|Customers are seen inspecting products at a 7-Eleven convenience store in HCMC. (Photo: Saigon Times)
New regulations state that five years after the trade pact comes into force, the country will abolish the regulation that foreign retailers wanting to open their second outlets in Vietnam must ask local authorities for permission and be subject to Economic Needs Test (ENT) criteria.
Vu Quoc Chinh, from the School of International Business and Marketing of the HCMC University of Economics, said the elimination of those obstacles may result in foreign retailers flocking to the country.
Competitive prices are an advantage for local retailers, while their foreign rivals often offer better services, especially logistics.
However, Vietnam will have five more years to prepare for the influx of foreign firms, during which time local retailers should improve the quality of their products and services, said Chinh.

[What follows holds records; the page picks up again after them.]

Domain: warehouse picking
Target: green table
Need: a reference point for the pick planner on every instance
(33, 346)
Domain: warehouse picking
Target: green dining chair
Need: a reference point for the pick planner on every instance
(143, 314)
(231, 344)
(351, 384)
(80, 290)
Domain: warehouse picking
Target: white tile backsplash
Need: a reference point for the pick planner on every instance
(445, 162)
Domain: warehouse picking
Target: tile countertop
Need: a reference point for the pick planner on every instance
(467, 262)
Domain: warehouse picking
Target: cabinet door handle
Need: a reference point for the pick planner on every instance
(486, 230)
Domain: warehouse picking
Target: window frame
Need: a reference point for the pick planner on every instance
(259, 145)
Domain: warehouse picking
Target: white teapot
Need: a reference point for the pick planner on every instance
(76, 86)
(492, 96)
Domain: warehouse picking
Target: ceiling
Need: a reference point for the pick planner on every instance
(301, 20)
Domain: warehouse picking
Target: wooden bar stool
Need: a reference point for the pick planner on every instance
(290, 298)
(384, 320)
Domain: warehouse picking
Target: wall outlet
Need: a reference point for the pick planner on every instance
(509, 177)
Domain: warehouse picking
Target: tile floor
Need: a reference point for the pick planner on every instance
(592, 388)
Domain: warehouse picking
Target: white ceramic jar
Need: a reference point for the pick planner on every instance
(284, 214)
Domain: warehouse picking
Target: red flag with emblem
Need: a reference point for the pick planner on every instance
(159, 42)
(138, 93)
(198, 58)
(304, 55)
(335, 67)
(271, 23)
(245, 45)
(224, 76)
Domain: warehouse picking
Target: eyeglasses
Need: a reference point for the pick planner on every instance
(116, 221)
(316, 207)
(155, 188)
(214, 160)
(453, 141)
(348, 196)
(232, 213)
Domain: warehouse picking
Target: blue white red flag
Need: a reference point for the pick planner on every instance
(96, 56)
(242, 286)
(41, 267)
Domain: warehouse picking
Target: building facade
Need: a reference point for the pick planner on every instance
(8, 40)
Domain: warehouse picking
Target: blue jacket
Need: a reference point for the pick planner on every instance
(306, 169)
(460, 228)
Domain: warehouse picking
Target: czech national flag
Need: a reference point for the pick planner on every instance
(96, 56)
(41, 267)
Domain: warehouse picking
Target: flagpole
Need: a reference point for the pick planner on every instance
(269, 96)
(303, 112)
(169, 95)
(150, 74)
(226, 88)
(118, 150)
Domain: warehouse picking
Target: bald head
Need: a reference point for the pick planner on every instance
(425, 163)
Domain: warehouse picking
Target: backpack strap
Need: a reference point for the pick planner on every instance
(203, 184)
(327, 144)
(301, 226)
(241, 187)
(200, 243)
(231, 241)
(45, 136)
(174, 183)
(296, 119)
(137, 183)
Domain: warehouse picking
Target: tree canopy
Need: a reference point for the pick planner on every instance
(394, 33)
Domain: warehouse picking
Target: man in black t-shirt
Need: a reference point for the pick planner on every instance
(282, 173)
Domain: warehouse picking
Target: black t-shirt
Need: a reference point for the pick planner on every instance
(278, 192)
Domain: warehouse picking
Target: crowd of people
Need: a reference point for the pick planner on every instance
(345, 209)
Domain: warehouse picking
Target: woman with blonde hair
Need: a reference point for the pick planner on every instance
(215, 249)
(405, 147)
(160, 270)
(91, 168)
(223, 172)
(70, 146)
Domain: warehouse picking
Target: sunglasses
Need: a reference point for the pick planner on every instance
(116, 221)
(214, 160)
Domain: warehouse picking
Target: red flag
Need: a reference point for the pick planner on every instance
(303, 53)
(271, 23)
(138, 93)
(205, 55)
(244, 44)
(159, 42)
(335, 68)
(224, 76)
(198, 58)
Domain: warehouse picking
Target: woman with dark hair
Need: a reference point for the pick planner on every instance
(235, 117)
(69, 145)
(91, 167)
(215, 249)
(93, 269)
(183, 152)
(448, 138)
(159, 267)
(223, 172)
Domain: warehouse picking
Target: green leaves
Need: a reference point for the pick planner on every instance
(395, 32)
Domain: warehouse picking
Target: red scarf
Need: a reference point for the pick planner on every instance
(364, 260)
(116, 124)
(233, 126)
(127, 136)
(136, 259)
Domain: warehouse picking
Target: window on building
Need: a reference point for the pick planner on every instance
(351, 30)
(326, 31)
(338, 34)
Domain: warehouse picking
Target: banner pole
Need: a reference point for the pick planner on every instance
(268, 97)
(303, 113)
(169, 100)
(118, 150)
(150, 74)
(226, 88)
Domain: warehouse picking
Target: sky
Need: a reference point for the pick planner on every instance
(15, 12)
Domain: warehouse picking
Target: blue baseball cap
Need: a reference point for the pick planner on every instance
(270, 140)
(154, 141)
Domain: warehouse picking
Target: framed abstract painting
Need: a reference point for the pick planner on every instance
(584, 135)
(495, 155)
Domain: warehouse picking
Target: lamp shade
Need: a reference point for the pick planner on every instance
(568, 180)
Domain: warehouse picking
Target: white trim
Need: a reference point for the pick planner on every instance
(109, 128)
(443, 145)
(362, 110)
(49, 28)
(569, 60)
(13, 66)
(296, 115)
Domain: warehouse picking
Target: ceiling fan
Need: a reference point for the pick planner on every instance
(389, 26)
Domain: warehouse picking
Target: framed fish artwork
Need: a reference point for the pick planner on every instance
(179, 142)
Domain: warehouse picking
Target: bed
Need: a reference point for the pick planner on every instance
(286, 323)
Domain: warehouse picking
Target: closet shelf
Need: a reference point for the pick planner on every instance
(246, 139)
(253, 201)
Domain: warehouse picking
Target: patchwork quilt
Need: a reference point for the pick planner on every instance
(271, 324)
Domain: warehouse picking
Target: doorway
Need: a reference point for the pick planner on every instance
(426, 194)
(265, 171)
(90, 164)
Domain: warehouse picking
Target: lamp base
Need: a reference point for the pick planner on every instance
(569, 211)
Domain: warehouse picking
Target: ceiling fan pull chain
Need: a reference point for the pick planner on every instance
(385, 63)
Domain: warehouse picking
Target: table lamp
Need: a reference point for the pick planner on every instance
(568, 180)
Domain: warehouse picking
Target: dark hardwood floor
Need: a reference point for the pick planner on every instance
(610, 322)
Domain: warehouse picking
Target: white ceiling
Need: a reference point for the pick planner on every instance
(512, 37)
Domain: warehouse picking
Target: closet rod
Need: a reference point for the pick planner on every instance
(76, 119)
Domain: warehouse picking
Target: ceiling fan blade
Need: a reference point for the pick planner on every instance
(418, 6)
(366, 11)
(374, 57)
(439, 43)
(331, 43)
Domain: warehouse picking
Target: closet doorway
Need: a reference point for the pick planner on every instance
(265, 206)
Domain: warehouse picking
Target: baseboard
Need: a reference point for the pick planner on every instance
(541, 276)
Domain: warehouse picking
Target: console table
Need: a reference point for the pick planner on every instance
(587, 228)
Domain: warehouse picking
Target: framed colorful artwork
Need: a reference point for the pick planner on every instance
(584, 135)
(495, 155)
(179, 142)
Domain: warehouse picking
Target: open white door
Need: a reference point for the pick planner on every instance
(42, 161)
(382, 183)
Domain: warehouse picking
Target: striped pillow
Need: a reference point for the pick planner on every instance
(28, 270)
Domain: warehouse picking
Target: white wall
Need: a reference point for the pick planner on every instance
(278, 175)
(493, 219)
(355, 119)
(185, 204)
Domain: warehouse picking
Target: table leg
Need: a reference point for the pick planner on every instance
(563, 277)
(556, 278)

In recent years, numerous foreign retailers have entered the Vietnamese market. At the end of last year, Japan’s Sumitomo Group inaugurated a FujiMart supermarket in Hanoi. Also, Hong Kong’s Watsons healthcare and beauty care chain opened its first store in HCMC on January 17.
Foreign retail outlets, including supermarkets, commercial centers and convenience stores, have mushroomed in the domestic market.
Many experts forecast that even more foreign firms would penetrate into the local market, since Vietnam’s consumer market has the highest growth rate in the region. Further, rural areas and online shopping channels have yet to be fully tapped.
According to Vu Vinh Phu, chairman of the Hanoi Supermarket Association, although Vietnam has yet to remove all obstacles for foreign retailers, the local consumer market has been dominated by foreign retailers. Therefore, Phu advised local firms to conduct business honestly, provide high-quality products and not demand large discounts from goods suppliers.